Dean Lettice's vocals - though largely uniform - are sickening throughout: high-pitched, abrasive, and anguished, they are the cries of a man forced to watch the new Ghostbusters movie on repeat for a thousand years. Occasionally they dwell lower in the register - croaking and tormented - but on the whole a constant blanket of sharpness stabs and prods through the mix, often accompanied by a slightly deeper backing vocal that serves to fatten the already full-bodied sound.

I'm surprised - in a pleasant 'just found a fiver on the bottom of my shoe' sort of way - by the variety of sounds in The Great Mortality; simultaneously I'm impressed by the the core black-metal intensity: it's pessimistic, haunting, throbbing with energy and most importantly rammed with good riffs and interesting progressions. The unholy trinity of an album of this sort for me is riffs, atmosphere and flow: The Great Mortality achieves all three. 'Pestmeester', the fifth track, opens with a mid-paced crusty onslaught that is lightly caressed with ghostly chantings and moments of unorthodox disharmony akin to the equally unorthodox approach of French weirdos Deathspell Omega and Spektr. 'Plague Herald' is similar, it's tempo even steadier with traces of, what to me, sounds like a sort of of evil hardcore-punk groove that demands to be headbanged to. The final track, 'Brethren of the Cross', opens with a deluge of hazy guitars before settling down into a more intricate and steady ritual. It really is captivating riff after captivating riff, enhanced by truly pained vocals and solid and dynamic bass lines; the drumming is just sort of there doing its thing, nothing out of the ordinary, but too distractedly abhorrent either. The album as a whole is nothing totally bizarre or original, it's not going to open up your mind to an alternate reality that you didn't know existed, but it will certainly rejuvenate that evil alter-ego - that little black-metal gremlin - that we know exists somewhere in the corner of our brain, nestled comfortably between daily worries and anxieties.

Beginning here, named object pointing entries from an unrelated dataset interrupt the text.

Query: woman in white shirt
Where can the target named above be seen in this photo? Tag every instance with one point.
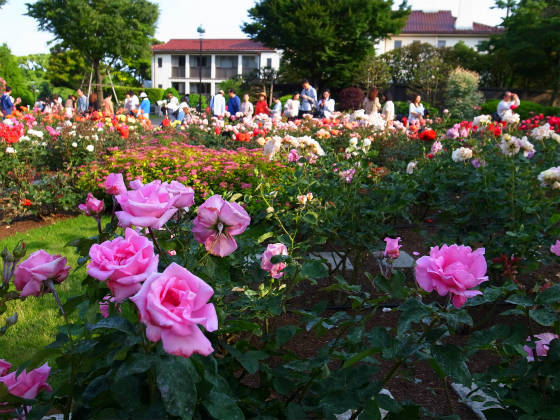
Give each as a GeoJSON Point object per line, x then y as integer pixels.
{"type": "Point", "coordinates": [416, 109]}
{"type": "Point", "coordinates": [246, 107]}
{"type": "Point", "coordinates": [371, 103]}
{"type": "Point", "coordinates": [388, 112]}
{"type": "Point", "coordinates": [291, 109]}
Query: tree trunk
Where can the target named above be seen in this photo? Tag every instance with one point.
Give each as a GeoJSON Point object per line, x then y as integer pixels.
{"type": "Point", "coordinates": [97, 70]}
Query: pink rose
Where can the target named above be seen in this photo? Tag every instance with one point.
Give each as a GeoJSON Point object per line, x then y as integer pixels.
{"type": "Point", "coordinates": [555, 248]}
{"type": "Point", "coordinates": [136, 184]}
{"type": "Point", "coordinates": [274, 269]}
{"type": "Point", "coordinates": [124, 263]}
{"type": "Point", "coordinates": [184, 195]}
{"type": "Point", "coordinates": [151, 205]}
{"type": "Point", "coordinates": [39, 267]}
{"type": "Point", "coordinates": [392, 247]}
{"type": "Point", "coordinates": [171, 304]}
{"type": "Point", "coordinates": [293, 156]}
{"type": "Point", "coordinates": [27, 385]}
{"type": "Point", "coordinates": [541, 345]}
{"type": "Point", "coordinates": [114, 184]}
{"type": "Point", "coordinates": [452, 269]}
{"type": "Point", "coordinates": [4, 367]}
{"type": "Point", "coordinates": [92, 205]}
{"type": "Point", "coordinates": [217, 222]}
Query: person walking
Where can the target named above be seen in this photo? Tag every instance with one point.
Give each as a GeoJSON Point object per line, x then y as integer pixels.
{"type": "Point", "coordinates": [108, 109]}
{"type": "Point", "coordinates": [388, 112]}
{"type": "Point", "coordinates": [371, 102]}
{"type": "Point", "coordinates": [234, 103]}
{"type": "Point", "coordinates": [82, 103]}
{"type": "Point", "coordinates": [144, 108]}
{"type": "Point", "coordinates": [261, 107]}
{"type": "Point", "coordinates": [218, 104]}
{"type": "Point", "coordinates": [308, 97]}
{"type": "Point", "coordinates": [291, 108]}
{"type": "Point", "coordinates": [325, 106]}
{"type": "Point", "coordinates": [416, 109]}
{"type": "Point", "coordinates": [246, 106]}
{"type": "Point", "coordinates": [7, 103]}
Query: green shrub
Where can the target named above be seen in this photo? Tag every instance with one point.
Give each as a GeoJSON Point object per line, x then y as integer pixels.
{"type": "Point", "coordinates": [462, 94]}
{"type": "Point", "coordinates": [524, 110]}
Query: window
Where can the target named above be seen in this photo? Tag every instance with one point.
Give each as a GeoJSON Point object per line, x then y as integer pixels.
{"type": "Point", "coordinates": [226, 66]}
{"type": "Point", "coordinates": [179, 87]}
{"type": "Point", "coordinates": [203, 88]}
{"type": "Point", "coordinates": [177, 66]}
{"type": "Point", "coordinates": [195, 62]}
{"type": "Point", "coordinates": [250, 64]}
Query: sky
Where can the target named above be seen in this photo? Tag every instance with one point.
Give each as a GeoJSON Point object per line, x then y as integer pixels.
{"type": "Point", "coordinates": [220, 18]}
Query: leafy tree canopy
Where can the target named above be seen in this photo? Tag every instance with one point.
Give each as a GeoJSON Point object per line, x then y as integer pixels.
{"type": "Point", "coordinates": [324, 41]}
{"type": "Point", "coordinates": [101, 30]}
{"type": "Point", "coordinates": [530, 44]}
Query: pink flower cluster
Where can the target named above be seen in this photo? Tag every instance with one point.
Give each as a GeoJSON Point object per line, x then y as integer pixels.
{"type": "Point", "coordinates": [272, 250]}
{"type": "Point", "coordinates": [452, 270]}
{"type": "Point", "coordinates": [27, 384]}
{"type": "Point", "coordinates": [215, 224]}
{"type": "Point", "coordinates": [40, 266]}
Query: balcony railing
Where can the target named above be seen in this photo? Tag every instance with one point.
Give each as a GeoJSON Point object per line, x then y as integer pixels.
{"type": "Point", "coordinates": [194, 72]}
{"type": "Point", "coordinates": [225, 73]}
{"type": "Point", "coordinates": [178, 72]}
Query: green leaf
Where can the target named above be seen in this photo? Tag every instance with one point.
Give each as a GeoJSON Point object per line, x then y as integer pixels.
{"type": "Point", "coordinates": [360, 356]}
{"type": "Point", "coordinates": [411, 311]}
{"type": "Point", "coordinates": [451, 360]}
{"type": "Point", "coordinates": [315, 270]}
{"type": "Point", "coordinates": [250, 360]}
{"type": "Point", "coordinates": [550, 295]}
{"type": "Point", "coordinates": [520, 300]}
{"type": "Point", "coordinates": [176, 386]}
{"type": "Point", "coordinates": [222, 407]}
{"type": "Point", "coordinates": [114, 323]}
{"type": "Point", "coordinates": [543, 316]}
{"type": "Point", "coordinates": [285, 334]}
{"type": "Point", "coordinates": [264, 237]}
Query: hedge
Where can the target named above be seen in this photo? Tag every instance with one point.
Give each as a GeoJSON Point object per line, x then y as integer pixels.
{"type": "Point", "coordinates": [524, 110]}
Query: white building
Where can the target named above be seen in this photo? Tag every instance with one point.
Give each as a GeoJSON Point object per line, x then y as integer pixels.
{"type": "Point", "coordinates": [180, 63]}
{"type": "Point", "coordinates": [440, 29]}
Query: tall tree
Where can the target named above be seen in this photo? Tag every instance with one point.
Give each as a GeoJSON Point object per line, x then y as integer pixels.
{"type": "Point", "coordinates": [530, 44]}
{"type": "Point", "coordinates": [324, 41]}
{"type": "Point", "coordinates": [103, 31]}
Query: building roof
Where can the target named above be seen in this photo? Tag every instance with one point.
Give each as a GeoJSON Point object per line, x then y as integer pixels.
{"type": "Point", "coordinates": [442, 22]}
{"type": "Point", "coordinates": [188, 45]}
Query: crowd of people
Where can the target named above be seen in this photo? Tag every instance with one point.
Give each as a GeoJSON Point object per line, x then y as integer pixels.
{"type": "Point", "coordinates": [376, 105]}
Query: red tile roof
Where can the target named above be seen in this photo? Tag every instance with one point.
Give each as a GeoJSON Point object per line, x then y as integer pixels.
{"type": "Point", "coordinates": [442, 22]}
{"type": "Point", "coordinates": [186, 45]}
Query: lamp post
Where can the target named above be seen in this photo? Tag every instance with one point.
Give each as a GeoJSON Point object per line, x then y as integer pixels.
{"type": "Point", "coordinates": [200, 31]}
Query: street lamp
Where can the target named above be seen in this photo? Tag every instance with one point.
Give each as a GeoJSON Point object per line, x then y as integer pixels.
{"type": "Point", "coordinates": [200, 31]}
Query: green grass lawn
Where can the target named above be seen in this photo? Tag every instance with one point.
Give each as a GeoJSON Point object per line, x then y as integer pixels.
{"type": "Point", "coordinates": [39, 317]}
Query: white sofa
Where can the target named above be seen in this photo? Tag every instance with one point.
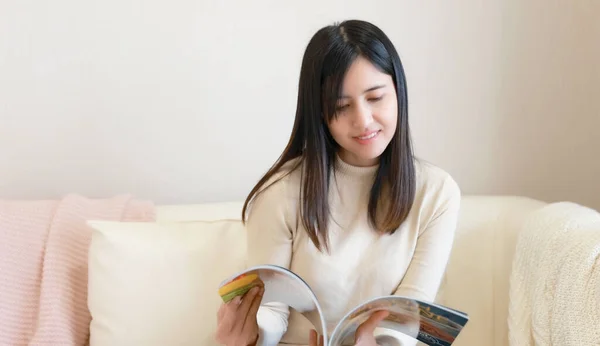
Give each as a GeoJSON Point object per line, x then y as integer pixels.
{"type": "Point", "coordinates": [477, 279]}
{"type": "Point", "coordinates": [479, 270]}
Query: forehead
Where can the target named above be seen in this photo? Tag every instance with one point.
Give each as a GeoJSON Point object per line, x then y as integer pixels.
{"type": "Point", "coordinates": [361, 76]}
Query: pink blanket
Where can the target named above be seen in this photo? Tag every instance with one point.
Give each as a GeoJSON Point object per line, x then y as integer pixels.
{"type": "Point", "coordinates": [43, 265]}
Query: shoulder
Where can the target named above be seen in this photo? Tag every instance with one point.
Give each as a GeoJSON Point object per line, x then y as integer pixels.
{"type": "Point", "coordinates": [436, 189]}
{"type": "Point", "coordinates": [279, 193]}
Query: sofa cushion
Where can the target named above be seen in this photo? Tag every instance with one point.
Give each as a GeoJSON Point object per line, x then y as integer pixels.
{"type": "Point", "coordinates": [156, 283]}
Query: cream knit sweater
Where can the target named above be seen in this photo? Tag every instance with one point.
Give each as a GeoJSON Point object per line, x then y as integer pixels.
{"type": "Point", "coordinates": [362, 264]}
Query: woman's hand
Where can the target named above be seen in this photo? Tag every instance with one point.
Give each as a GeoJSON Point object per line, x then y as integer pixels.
{"type": "Point", "coordinates": [236, 320]}
{"type": "Point", "coordinates": [364, 333]}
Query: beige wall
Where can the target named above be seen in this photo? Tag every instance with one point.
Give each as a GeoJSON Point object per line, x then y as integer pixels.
{"type": "Point", "coordinates": [505, 95]}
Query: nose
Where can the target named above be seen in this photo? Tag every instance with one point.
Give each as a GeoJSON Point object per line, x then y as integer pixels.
{"type": "Point", "coordinates": [363, 117]}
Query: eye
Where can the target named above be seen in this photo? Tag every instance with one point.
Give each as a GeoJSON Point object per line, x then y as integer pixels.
{"type": "Point", "coordinates": [375, 99]}
{"type": "Point", "coordinates": [340, 108]}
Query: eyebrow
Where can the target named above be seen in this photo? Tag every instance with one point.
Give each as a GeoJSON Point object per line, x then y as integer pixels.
{"type": "Point", "coordinates": [366, 91]}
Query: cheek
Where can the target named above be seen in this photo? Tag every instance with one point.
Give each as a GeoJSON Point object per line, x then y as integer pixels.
{"type": "Point", "coordinates": [337, 128]}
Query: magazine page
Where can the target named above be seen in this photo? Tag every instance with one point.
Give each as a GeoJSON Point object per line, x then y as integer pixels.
{"type": "Point", "coordinates": [284, 286]}
{"type": "Point", "coordinates": [402, 322]}
{"type": "Point", "coordinates": [408, 318]}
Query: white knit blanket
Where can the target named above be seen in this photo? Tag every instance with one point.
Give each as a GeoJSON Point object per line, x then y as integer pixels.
{"type": "Point", "coordinates": [555, 282]}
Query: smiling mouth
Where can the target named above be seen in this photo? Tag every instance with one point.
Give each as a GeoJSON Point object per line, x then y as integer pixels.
{"type": "Point", "coordinates": [367, 136]}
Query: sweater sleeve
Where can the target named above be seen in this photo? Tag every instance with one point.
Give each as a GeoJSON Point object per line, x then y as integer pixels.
{"type": "Point", "coordinates": [434, 245]}
{"type": "Point", "coordinates": [269, 241]}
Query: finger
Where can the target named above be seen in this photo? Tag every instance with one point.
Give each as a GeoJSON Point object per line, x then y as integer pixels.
{"type": "Point", "coordinates": [366, 328]}
{"type": "Point", "coordinates": [256, 302]}
{"type": "Point", "coordinates": [253, 310]}
{"type": "Point", "coordinates": [221, 312]}
{"type": "Point", "coordinates": [247, 299]}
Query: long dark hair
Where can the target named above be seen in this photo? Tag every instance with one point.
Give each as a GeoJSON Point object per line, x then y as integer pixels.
{"type": "Point", "coordinates": [328, 56]}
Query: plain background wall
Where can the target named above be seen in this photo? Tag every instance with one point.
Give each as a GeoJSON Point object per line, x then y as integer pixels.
{"type": "Point", "coordinates": [191, 101]}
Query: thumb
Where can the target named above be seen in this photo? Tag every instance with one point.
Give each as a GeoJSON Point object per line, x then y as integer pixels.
{"type": "Point", "coordinates": [366, 329]}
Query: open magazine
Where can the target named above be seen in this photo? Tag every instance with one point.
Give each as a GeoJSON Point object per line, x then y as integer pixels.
{"type": "Point", "coordinates": [427, 322]}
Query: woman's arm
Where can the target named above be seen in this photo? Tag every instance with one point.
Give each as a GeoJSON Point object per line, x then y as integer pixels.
{"type": "Point", "coordinates": [269, 241]}
{"type": "Point", "coordinates": [434, 245]}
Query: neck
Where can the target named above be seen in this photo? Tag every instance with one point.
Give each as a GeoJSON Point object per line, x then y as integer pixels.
{"type": "Point", "coordinates": [354, 171]}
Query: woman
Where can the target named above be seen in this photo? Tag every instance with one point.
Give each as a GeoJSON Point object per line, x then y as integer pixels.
{"type": "Point", "coordinates": [347, 206]}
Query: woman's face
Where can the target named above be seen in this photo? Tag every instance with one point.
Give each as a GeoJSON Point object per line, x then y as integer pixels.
{"type": "Point", "coordinates": [367, 114]}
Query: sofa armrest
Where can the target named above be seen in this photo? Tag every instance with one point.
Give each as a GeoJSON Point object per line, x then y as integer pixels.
{"type": "Point", "coordinates": [477, 277]}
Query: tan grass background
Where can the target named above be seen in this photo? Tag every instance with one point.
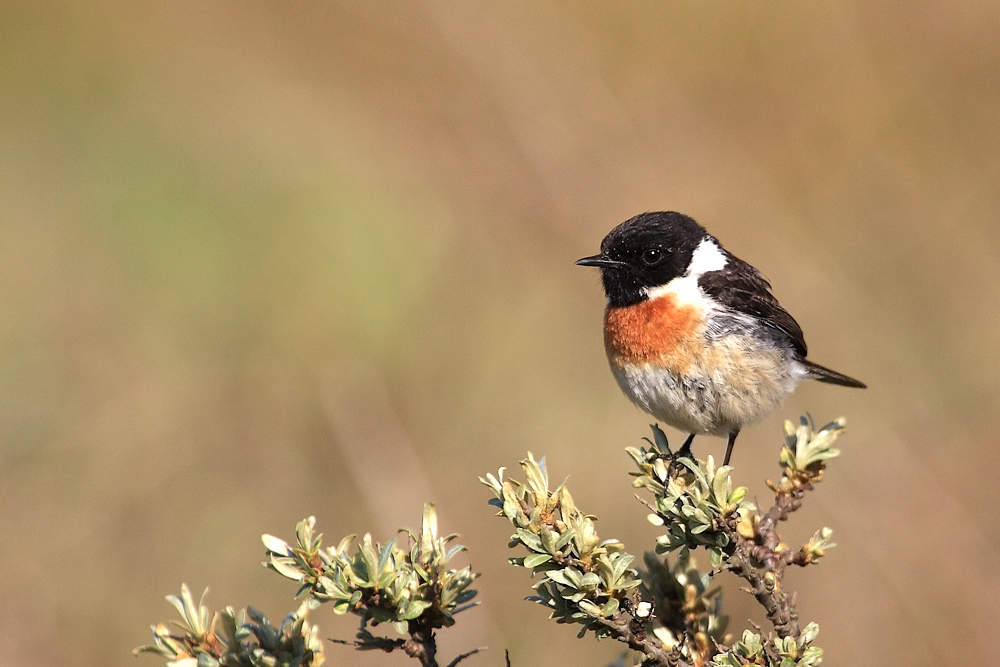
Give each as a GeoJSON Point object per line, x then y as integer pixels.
{"type": "Point", "coordinates": [260, 260]}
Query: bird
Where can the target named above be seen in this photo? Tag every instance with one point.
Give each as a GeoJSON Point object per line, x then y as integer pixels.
{"type": "Point", "coordinates": [693, 334]}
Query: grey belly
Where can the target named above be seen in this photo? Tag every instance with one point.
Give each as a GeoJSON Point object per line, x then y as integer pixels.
{"type": "Point", "coordinates": [727, 391]}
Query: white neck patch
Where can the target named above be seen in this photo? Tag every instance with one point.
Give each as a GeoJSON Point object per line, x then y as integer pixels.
{"type": "Point", "coordinates": [707, 257]}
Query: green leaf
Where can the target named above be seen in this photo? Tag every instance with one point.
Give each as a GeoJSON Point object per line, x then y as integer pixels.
{"type": "Point", "coordinates": [535, 560]}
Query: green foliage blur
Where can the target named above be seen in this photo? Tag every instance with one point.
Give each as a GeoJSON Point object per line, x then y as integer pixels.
{"type": "Point", "coordinates": [267, 260]}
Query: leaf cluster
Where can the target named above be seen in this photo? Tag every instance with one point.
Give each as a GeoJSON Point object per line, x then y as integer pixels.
{"type": "Point", "coordinates": [751, 650]}
{"type": "Point", "coordinates": [671, 612]}
{"type": "Point", "coordinates": [693, 500]}
{"type": "Point", "coordinates": [234, 639]}
{"type": "Point", "coordinates": [407, 587]}
{"type": "Point", "coordinates": [584, 579]}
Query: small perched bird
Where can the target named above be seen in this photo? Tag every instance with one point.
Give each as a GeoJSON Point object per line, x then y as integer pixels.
{"type": "Point", "coordinates": [693, 334]}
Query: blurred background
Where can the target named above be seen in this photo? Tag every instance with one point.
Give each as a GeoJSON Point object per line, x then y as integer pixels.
{"type": "Point", "coordinates": [261, 260]}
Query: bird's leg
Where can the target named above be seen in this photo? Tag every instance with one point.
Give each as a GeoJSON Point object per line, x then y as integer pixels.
{"type": "Point", "coordinates": [729, 447]}
{"type": "Point", "coordinates": [685, 450]}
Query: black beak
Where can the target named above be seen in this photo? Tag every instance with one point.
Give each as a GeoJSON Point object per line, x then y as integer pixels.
{"type": "Point", "coordinates": [600, 261]}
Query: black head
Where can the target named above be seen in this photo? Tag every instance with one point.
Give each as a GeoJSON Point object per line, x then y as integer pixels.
{"type": "Point", "coordinates": [646, 251]}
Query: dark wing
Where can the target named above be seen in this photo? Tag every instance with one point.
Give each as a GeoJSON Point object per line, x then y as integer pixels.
{"type": "Point", "coordinates": [741, 287]}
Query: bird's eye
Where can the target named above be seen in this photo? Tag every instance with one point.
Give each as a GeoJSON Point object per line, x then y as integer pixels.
{"type": "Point", "coordinates": [653, 256]}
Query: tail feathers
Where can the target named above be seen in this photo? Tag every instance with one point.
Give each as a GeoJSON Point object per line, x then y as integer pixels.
{"type": "Point", "coordinates": [824, 374]}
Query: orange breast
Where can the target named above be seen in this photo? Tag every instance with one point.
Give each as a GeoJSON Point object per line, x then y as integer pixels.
{"type": "Point", "coordinates": [657, 330]}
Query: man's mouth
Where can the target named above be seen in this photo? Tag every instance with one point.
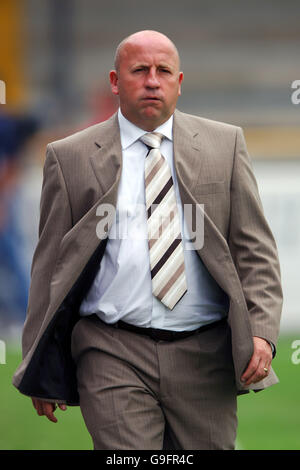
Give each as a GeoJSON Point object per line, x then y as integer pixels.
{"type": "Point", "coordinates": [151, 98]}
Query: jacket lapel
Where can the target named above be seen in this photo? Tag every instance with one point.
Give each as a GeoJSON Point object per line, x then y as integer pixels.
{"type": "Point", "coordinates": [79, 244]}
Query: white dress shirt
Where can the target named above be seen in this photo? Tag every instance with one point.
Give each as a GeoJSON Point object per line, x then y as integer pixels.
{"type": "Point", "coordinates": [122, 288]}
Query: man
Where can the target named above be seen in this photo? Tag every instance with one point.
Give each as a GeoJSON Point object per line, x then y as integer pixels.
{"type": "Point", "coordinates": [167, 336]}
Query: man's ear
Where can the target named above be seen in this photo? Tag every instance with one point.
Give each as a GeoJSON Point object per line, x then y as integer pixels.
{"type": "Point", "coordinates": [180, 82]}
{"type": "Point", "coordinates": [113, 78]}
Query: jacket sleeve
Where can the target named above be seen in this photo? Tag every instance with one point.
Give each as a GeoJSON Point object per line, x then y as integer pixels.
{"type": "Point", "coordinates": [55, 222]}
{"type": "Point", "coordinates": [253, 248]}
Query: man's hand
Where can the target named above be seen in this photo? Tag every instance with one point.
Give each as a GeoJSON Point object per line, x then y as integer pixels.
{"type": "Point", "coordinates": [261, 359]}
{"type": "Point", "coordinates": [46, 408]}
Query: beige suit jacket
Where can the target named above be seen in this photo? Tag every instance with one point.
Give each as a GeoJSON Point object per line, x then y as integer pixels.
{"type": "Point", "coordinates": [81, 173]}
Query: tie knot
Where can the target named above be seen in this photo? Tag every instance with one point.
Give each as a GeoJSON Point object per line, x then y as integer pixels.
{"type": "Point", "coordinates": [152, 139]}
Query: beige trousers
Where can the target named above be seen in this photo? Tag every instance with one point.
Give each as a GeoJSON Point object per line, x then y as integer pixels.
{"type": "Point", "coordinates": [139, 394]}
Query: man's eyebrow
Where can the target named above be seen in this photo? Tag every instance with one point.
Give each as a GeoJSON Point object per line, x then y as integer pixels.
{"type": "Point", "coordinates": [161, 65]}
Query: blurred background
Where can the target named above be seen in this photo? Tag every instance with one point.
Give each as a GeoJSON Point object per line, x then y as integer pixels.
{"type": "Point", "coordinates": [239, 59]}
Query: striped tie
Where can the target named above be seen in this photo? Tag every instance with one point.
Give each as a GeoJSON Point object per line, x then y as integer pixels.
{"type": "Point", "coordinates": [164, 230]}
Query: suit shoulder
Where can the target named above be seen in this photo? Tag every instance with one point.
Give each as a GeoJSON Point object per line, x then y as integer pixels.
{"type": "Point", "coordinates": [210, 125]}
{"type": "Point", "coordinates": [83, 137]}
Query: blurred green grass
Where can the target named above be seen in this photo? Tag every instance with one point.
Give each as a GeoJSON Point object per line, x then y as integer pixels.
{"type": "Point", "coordinates": [268, 420]}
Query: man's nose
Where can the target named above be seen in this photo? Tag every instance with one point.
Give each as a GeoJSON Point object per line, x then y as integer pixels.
{"type": "Point", "coordinates": [152, 80]}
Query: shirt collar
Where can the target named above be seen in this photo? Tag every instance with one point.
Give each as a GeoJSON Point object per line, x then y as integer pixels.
{"type": "Point", "coordinates": [130, 133]}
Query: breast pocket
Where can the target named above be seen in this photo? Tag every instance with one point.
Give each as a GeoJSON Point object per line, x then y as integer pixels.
{"type": "Point", "coordinates": [210, 188]}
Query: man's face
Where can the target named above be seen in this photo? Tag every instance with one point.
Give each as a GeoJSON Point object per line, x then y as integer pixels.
{"type": "Point", "coordinates": [147, 82]}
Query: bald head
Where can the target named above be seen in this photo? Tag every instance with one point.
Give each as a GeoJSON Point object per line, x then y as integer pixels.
{"type": "Point", "coordinates": [144, 39]}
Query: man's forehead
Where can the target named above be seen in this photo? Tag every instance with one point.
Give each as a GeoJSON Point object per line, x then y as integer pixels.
{"type": "Point", "coordinates": [149, 53]}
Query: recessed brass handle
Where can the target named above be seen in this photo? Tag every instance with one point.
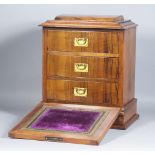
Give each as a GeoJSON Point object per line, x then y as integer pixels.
{"type": "Point", "coordinates": [81, 42]}
{"type": "Point", "coordinates": [80, 91]}
{"type": "Point", "coordinates": [80, 67]}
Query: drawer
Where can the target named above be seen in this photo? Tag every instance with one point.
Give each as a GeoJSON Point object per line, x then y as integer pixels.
{"type": "Point", "coordinates": [83, 41]}
{"type": "Point", "coordinates": [72, 65]}
{"type": "Point", "coordinates": [83, 92]}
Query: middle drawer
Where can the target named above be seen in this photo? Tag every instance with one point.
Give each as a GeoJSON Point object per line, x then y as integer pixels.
{"type": "Point", "coordinates": [72, 65]}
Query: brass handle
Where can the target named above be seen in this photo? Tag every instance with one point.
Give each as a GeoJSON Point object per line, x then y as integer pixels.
{"type": "Point", "coordinates": [80, 91]}
{"type": "Point", "coordinates": [80, 67]}
{"type": "Point", "coordinates": [81, 42]}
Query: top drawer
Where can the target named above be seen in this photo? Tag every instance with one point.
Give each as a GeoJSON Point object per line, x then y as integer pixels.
{"type": "Point", "coordinates": [83, 41]}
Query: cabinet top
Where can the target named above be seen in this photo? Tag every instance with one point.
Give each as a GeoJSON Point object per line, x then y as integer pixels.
{"type": "Point", "coordinates": [89, 21]}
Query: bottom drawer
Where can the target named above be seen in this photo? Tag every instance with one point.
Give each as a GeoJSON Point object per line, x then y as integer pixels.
{"type": "Point", "coordinates": [83, 92]}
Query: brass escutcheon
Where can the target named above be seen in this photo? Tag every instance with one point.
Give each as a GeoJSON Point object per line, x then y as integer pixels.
{"type": "Point", "coordinates": [80, 91]}
{"type": "Point", "coordinates": [80, 67]}
{"type": "Point", "coordinates": [81, 42]}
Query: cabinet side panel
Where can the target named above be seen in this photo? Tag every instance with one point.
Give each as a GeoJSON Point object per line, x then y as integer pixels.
{"type": "Point", "coordinates": [44, 74]}
{"type": "Point", "coordinates": [129, 65]}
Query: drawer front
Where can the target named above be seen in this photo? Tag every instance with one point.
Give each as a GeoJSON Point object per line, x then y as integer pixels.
{"type": "Point", "coordinates": [83, 92]}
{"type": "Point", "coordinates": [60, 65]}
{"type": "Point", "coordinates": [83, 41]}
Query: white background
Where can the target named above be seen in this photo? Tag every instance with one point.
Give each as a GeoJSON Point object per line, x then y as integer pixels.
{"type": "Point", "coordinates": [20, 73]}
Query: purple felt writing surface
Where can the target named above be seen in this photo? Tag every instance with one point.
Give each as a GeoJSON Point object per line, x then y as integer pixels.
{"type": "Point", "coordinates": [65, 120]}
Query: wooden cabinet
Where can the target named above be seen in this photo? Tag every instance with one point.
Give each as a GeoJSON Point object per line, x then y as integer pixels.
{"type": "Point", "coordinates": [88, 65]}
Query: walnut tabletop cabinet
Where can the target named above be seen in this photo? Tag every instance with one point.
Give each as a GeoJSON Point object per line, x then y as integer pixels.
{"type": "Point", "coordinates": [88, 80]}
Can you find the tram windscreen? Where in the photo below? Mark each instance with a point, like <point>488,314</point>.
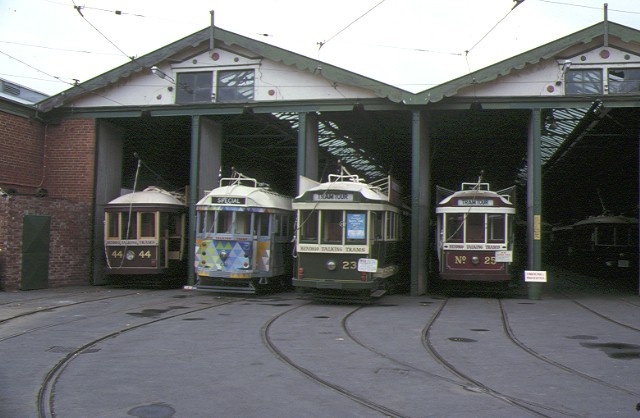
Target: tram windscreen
<point>453,228</point>
<point>243,223</point>
<point>113,225</point>
<point>129,225</point>
<point>308,224</point>
<point>332,226</point>
<point>356,223</point>
<point>496,227</point>
<point>147,225</point>
<point>475,227</point>
<point>224,222</point>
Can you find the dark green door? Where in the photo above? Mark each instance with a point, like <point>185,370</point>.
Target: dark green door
<point>35,252</point>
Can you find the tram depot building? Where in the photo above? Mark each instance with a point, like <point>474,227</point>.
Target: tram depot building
<point>560,121</point>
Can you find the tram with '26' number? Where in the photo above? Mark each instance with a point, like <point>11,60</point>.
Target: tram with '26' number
<point>243,238</point>
<point>348,238</point>
<point>475,233</point>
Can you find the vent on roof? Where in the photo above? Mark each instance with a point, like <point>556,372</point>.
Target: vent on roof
<point>10,88</point>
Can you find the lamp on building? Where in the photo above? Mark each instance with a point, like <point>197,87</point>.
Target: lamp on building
<point>161,74</point>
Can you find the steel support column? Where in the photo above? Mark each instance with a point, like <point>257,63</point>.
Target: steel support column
<point>420,202</point>
<point>534,200</point>
<point>193,197</point>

Part Deathspell Omega, part Darkthrone, part Abigor: an unholy trinity channeled, to great effect, into The Great Mortality. It's a richly textured and  has many moments worth revisiting. The Infernal Sea are an integral part of an  interesting and diverse British black-metal scene. Over the last few years many British bands have solidified themselves on the international stage and the diversity of British bands (Winterfylleth, Wodensthrone, A Forest of Stars, Fen, Saor, Voices, Old Corpse Road, Ninkharsag, The Meads of Asphodel, Anaal Nathrakh and many others I've not enough room or patience to list) is incredibly encouraging. The Infernal Sea are one such band carrying the plague-infested banners of the British scene to great heights, and long may it continue.